The Department of Labour Inspection and Enforcement Services (IES) branch is conducting Director-General Reviews to designated employers, where 72 JSE-listed companies operating in different sectors were identified as subject of reviews. The reviews started in July 2017.
A total of 41 employers were issued with the Director-General Recommendations and given 60 days to comply with the recommendations.
A total of nine employers are undergoing prosecution for failure to prepare Employment Equity Plans.
Areas of non-compliance include:
- lack of properly constituted consultative forums;
- employers preparing EE plans that are not informed by a proper audit and analysis;
- assigned senior EE managers are junior staff, who do not have the necessary authority or resources to execute their mandate, and
- employment equity plans prepared do not comply with the requirements of legislation.
The Director-General Reviews is part of a legislative requirement in terms of Section 43-45 of the EEA. It empowers the Labour Director-General to conduct reviews to determine the extent to which an employer is complying with the act.
The reviewed companies are in the finance and business, electricity, gas (chemical) and water, construction, manufacturing, retail & motor trade, catering, and accommodation sectors.
Labour Deputy Minister iNkosi Phathekile Holomisa said a transformed labour market was one that was committed to the promotion of accessibility of top management positions to women, and one devoid of favouritism of one racial group over another.
Deputy Minister Holomisa said of the 50 companies interrogated, it was sad that none was in compliance.
“This is totally unacceptable, offensive, smirks of arrogance and constitutes a declaration of war on the department in particular and on government in general. Such impunity cannot and will not go unchallenged,” Deputy Minister Holomisa cautioned.
The EE Act is currently a subject of discussion at Nedlac ahead of amendments to link doing business with government to compliance with EE legislation. The amendments also seek to strengthen powers of the inspectorate among others.
Department of Labour Chief Director Statutory & Advocacy Services, Advocate Fikiswa Mncanca, said that EE implementation was not an event, but a process.
Mncanca said employers continue reporting without EE plans, are not implementing EE plans, and appointing EE managers without providing necessary support and authority.
Commission for Employment Equity (CEE) chairperson, Tabea Kabinde, said EE stats tell the real story of apartheid. Kabinde said despite the commission’s efforts last year through sector engagements to engage Chief Executives, these were not interested, instead chose to delegate junior employees to interact with the commission.
Kabinde said the sector engagements turned into a “lamenting exercise”, and demonstrated a lack of will from company boards. She lamented the practise of gate-keeping, which she said was preventing transformation.
She said the commission welcomes the promulgation of EE legislation to link it to State contracts. Kabinde said the Commission also wants amendments to legislation to allow for the setting of sector targets.

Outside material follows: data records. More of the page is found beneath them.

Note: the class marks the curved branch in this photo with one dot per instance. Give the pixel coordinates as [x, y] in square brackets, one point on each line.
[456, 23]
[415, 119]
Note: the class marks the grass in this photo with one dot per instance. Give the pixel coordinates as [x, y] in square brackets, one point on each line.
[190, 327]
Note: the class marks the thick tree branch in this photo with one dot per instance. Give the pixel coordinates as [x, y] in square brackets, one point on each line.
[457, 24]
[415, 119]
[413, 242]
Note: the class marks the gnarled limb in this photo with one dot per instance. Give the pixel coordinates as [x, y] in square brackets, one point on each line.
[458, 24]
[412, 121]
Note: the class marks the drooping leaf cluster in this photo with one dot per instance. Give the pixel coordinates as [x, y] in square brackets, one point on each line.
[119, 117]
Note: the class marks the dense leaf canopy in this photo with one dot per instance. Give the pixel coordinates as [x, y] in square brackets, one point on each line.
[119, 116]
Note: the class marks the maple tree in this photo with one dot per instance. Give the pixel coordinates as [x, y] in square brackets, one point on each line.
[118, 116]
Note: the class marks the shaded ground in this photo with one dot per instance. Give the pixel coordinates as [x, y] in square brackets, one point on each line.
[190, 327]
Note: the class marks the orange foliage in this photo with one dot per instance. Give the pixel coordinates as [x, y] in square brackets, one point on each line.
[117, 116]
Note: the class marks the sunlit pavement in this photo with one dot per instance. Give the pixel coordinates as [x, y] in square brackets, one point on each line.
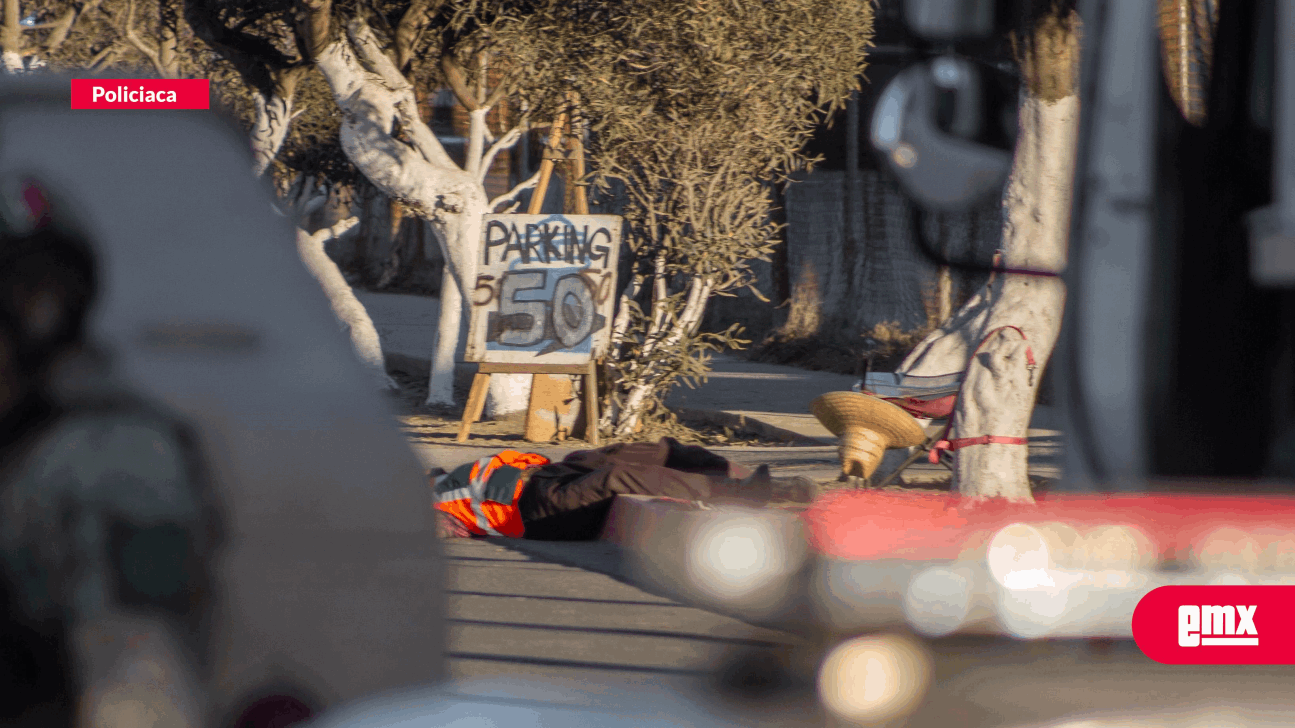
[573, 610]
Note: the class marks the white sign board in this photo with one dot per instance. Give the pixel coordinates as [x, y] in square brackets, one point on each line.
[544, 289]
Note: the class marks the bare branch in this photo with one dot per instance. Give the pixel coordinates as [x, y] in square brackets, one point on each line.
[405, 102]
[411, 29]
[255, 58]
[512, 194]
[505, 141]
[315, 26]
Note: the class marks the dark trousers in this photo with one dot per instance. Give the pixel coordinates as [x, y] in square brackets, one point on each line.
[569, 500]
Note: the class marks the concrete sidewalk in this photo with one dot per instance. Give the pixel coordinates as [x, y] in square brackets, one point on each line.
[768, 399]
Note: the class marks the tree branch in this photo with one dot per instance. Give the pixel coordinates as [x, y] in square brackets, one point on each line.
[512, 194]
[150, 53]
[253, 57]
[409, 31]
[405, 102]
[457, 79]
[505, 141]
[315, 26]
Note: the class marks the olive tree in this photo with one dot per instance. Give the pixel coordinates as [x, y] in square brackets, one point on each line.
[693, 109]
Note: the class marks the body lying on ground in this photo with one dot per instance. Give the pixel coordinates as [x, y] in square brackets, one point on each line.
[525, 495]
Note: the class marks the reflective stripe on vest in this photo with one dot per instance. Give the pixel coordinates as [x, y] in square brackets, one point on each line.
[465, 491]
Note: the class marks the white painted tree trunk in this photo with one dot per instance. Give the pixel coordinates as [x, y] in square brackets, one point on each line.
[270, 128]
[666, 333]
[999, 395]
[378, 106]
[347, 308]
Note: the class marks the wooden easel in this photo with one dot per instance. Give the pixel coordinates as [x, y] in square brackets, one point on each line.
[481, 381]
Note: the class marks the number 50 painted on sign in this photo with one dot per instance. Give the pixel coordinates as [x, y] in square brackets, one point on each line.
[544, 290]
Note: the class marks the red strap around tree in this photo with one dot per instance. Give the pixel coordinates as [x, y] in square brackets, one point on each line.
[958, 443]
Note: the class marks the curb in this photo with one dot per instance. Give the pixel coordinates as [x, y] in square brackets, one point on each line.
[720, 419]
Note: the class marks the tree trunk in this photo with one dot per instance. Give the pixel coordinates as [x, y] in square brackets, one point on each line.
[346, 307]
[386, 139]
[999, 394]
[273, 118]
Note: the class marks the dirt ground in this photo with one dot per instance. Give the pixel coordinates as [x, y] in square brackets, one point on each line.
[439, 425]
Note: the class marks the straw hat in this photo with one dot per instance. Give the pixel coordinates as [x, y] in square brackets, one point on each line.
[867, 428]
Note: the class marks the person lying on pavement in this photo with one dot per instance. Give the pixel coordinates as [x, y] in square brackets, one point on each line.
[525, 495]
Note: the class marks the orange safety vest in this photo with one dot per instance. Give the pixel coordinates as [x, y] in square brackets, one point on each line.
[483, 495]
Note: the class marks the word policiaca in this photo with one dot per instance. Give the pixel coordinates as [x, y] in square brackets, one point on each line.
[547, 242]
[127, 95]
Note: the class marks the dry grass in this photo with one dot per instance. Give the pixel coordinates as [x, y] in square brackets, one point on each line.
[439, 424]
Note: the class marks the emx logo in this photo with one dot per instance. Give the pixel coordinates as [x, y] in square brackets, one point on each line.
[1217, 625]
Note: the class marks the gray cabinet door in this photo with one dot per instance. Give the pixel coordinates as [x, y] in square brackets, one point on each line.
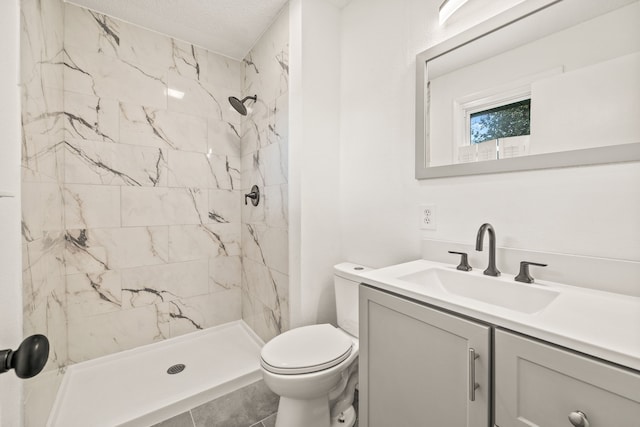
[415, 365]
[540, 385]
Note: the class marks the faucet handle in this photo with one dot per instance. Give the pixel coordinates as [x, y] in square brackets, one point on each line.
[524, 276]
[464, 261]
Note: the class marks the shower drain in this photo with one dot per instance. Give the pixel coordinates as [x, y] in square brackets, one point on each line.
[176, 369]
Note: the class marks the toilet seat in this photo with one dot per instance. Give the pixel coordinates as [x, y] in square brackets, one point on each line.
[305, 350]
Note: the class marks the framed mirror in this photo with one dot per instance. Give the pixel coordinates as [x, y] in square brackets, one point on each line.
[545, 84]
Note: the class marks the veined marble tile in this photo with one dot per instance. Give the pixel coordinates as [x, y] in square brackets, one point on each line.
[278, 127]
[143, 286]
[263, 283]
[42, 272]
[193, 242]
[43, 133]
[95, 32]
[204, 311]
[92, 162]
[276, 206]
[104, 76]
[223, 72]
[42, 159]
[42, 111]
[223, 138]
[91, 294]
[91, 206]
[96, 250]
[261, 319]
[154, 127]
[266, 245]
[49, 318]
[275, 160]
[267, 69]
[201, 98]
[267, 166]
[188, 169]
[253, 137]
[42, 209]
[225, 272]
[253, 170]
[41, 41]
[108, 333]
[189, 61]
[224, 206]
[89, 117]
[145, 206]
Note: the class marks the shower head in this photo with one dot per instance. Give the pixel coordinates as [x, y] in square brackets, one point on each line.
[239, 105]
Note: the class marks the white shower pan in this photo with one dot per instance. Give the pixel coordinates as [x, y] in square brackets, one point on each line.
[133, 388]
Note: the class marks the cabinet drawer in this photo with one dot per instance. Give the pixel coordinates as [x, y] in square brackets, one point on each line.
[540, 385]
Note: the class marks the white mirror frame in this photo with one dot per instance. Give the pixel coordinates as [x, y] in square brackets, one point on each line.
[591, 156]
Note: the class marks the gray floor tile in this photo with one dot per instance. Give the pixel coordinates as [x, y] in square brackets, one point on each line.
[182, 420]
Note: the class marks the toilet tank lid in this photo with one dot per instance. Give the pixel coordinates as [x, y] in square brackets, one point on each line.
[350, 270]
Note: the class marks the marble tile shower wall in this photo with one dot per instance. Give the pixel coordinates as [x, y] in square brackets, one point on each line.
[43, 232]
[265, 253]
[132, 185]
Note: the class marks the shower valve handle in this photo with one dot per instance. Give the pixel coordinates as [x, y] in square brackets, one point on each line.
[29, 359]
[254, 195]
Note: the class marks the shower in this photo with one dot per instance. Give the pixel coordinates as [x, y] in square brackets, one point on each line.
[239, 105]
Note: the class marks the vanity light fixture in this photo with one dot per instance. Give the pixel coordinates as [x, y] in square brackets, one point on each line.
[448, 8]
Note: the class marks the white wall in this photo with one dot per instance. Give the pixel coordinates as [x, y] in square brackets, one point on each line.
[314, 173]
[10, 293]
[586, 211]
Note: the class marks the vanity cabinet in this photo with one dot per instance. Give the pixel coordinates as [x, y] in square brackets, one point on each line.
[417, 368]
[420, 366]
[537, 384]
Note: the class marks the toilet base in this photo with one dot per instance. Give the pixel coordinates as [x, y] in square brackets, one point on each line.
[307, 413]
[311, 413]
[346, 419]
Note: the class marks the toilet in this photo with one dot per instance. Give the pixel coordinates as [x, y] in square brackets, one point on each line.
[314, 369]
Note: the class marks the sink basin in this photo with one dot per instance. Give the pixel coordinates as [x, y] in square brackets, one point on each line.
[508, 294]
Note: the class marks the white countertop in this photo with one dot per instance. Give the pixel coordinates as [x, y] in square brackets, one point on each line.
[601, 324]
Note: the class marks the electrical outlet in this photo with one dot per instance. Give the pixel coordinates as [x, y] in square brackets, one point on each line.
[427, 217]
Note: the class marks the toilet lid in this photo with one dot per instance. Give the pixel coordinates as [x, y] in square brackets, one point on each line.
[306, 349]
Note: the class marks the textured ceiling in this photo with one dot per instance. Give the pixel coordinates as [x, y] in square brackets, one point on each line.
[228, 27]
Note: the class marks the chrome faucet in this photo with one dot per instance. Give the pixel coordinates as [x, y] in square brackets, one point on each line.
[491, 269]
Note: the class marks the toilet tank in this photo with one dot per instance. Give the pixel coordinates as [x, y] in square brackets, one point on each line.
[346, 281]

She said the CEE has commissioned a research on the impact of migrant labour in the labour market and was intent on its advocacy work.
The Commission for Employment Equity is a statutory body established in terms of section 28 of the Employment Equity Act. Its role is to advise the Labour Minister on any matter concerning the Act, including policy and matters pertaining to the implementation of the EE Act.